Money tracking tools
Project description
dinero
Tools and scripts to manage my personal finances. Your own Mint/YNAB, self hosted.
- Plaid for collecting transactions from financial institutions
- SQL Database for storing transactions
- I personally use Postgres but any SQLAlchemy compatible DB should work
- This README uses SQLite
- I use NocoDB as a viewer/explorer with filters and groups by Account, Category and so on
- I use Metabase to create dashboards
- Your imagination is the limit here!
- You can read more about how I use this + some screenshots in my wiki.
- Inspired by yyx990803/build-your-own-mint.
Requirements
Plaid
- Create a Plaid account
- You need development access to handle multiple accounts
- You can use it on development mode for free up to 100 accounts
- I asked for production access and it was simple, just fill the form and say you are not a company and that you will use it for personal use
- Get your
client_idandsecretfrom the Plaid dashboard
Logging in to Banks
Use the plaid/quickstart to login to your institution.
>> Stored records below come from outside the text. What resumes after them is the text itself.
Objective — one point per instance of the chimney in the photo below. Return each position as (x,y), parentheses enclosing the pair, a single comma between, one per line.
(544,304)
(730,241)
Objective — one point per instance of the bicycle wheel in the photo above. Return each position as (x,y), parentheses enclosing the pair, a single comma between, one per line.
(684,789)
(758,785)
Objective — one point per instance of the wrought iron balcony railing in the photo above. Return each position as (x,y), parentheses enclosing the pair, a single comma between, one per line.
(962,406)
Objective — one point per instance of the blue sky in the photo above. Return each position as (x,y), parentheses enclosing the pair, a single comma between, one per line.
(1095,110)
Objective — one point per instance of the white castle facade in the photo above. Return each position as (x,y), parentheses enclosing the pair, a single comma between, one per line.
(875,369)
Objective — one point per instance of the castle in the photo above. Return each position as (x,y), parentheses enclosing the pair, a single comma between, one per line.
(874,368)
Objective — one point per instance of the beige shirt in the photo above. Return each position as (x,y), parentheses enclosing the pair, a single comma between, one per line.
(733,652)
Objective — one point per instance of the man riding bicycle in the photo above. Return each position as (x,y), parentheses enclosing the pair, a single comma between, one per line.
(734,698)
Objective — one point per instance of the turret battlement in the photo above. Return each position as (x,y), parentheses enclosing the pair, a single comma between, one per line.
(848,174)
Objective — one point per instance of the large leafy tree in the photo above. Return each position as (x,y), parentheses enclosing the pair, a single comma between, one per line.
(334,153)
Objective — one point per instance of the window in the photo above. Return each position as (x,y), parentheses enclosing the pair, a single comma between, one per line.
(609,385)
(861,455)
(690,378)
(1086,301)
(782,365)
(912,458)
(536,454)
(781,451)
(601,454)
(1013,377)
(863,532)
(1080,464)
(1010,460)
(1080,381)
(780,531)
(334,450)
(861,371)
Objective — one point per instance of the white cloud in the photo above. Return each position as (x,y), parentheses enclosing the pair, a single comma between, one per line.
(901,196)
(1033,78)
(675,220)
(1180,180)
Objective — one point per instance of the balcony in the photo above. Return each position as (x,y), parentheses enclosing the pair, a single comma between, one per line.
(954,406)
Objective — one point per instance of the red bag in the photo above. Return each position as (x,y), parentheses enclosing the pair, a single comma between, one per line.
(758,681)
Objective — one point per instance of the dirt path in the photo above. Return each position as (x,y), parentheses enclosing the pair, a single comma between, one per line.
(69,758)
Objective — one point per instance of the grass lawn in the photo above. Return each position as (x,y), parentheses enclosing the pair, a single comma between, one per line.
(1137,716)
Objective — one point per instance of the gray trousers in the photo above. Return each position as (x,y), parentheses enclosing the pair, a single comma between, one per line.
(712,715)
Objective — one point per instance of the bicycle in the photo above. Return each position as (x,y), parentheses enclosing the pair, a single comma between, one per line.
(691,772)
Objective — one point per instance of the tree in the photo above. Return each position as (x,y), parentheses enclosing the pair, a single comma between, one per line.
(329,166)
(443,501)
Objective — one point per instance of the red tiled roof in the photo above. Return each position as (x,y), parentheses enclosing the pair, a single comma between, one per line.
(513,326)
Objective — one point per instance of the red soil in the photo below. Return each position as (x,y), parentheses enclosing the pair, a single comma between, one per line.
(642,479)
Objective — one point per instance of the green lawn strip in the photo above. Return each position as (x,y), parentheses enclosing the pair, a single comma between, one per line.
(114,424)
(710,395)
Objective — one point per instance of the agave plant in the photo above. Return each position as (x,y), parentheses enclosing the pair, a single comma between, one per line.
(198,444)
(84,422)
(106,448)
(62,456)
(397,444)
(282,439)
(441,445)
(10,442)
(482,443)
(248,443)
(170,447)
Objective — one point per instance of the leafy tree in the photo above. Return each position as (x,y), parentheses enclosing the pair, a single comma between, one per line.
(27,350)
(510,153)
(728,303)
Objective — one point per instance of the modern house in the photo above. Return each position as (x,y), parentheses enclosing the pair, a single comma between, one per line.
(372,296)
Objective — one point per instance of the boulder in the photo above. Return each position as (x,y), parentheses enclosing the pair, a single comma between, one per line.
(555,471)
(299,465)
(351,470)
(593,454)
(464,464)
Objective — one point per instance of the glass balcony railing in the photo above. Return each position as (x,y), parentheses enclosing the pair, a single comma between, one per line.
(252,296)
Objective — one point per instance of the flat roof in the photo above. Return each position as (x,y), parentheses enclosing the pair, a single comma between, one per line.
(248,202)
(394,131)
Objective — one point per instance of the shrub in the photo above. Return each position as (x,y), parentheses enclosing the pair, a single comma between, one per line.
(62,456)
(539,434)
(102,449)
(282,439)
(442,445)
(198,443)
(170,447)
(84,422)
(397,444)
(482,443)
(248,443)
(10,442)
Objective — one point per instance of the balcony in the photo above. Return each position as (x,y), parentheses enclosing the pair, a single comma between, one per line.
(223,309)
Once you've linked the bank save the ACCESS_TOKEN. in the config file. See settings below.
Database
Simply write the SQLAlchemy connection string in the config file.
Config
The project reads it's config from ~/.config/dinero/config.toml.
You can see a sample in config.sample.toml.
For Plaid you need to set the token for each institution:
[plaid.tokens]
bank_1 = "access-development-XXXXXXXXXXXXXXXX"
bank_2 = "access-development-YYYYYYYYYYYYYYYY"
And a mapping to make the Account ID human readable:
[plaid.account_id_to_name]
THIS_IS_A_LONG_ID_1_XXXXXXXXXXXXXXXXXXXXXX = "Bank 1 Checking"
THIS_IS_A_LONG_ID_2_YYYYYYYYYYYYYYYYYYYYYY = "Bank 2 Credit Card"
Usage
After you have the requirements and config file.
Install by cloning the repo and installing the dependencies using your favorite Python environment manager.
Create DB and tables:
dinero init-db
Get new transactions and add them to the database:
dinero transactions
Example output:
2023-09-21 11:06.45 [info ] Transactions downloaded name=XXX records=49
2023-09-21 11:06.45 [info ] Transactions pending name=XXX records=1
2023-09-21 11:06.45 [info ] Transactions not pending name=XXX records=48
2023-09-21 11:06.58 [info ] Loaded table recods=662 year=2023
--------------------------------------------------------------------------------
My Bank - Checking
--------------------------------------------------------------------------------
2023-09-21 11:06.58 [info ] Queried transactions n=17
2023-09-21 11:06.58 [info ] Pending transactions n=0
2023-09-21 11:06.58 [info ] New transactions to be added n=2
2023-09-21 11:06.58 [info ] Transaction transaction={'Account': 'BoA Checking', 'Amount': XXX, 'Category': '', 'Date': '2023-09-20', 'Description': 'XXXX', 'Subcategory': ''}
2023-09-21 11:06.58 [info ] Transaction transaction={'Account': 'BoA Checking', 'Amount': XXX, 'Category': '', 'Date': '2023-09-20', 'Description': 'XXXX', 'Subcategory': ''}
2023-09-21 11:06.58 [info ] Existing transactions n=15
2023-09-21 11:06.58 [info ] Error transactions n=0
================================================================================
All accounts summary from 2023-08-22 to 2023-09-21:
================================================================================
Using Table for year: 2023
Records in table: 662
Transactions queried: 49
Pending transactions: 1
Transactions analysed (pending False): 48
New records to be inserted: 5
Existing transactions: 43
Errors transactions (not valid dates for table): 0
Insert transactions to the Table? [Y/n]
Generate a set of simple rules that will be used to categorize transactions:
just rules
Generate a dataset with all transactions in CSV and SQLite:
just dataset
Other
There is a handy function to generate a Pandas DataFrame with all transactions: I use this to do some analysis in a Jupyter Notebook.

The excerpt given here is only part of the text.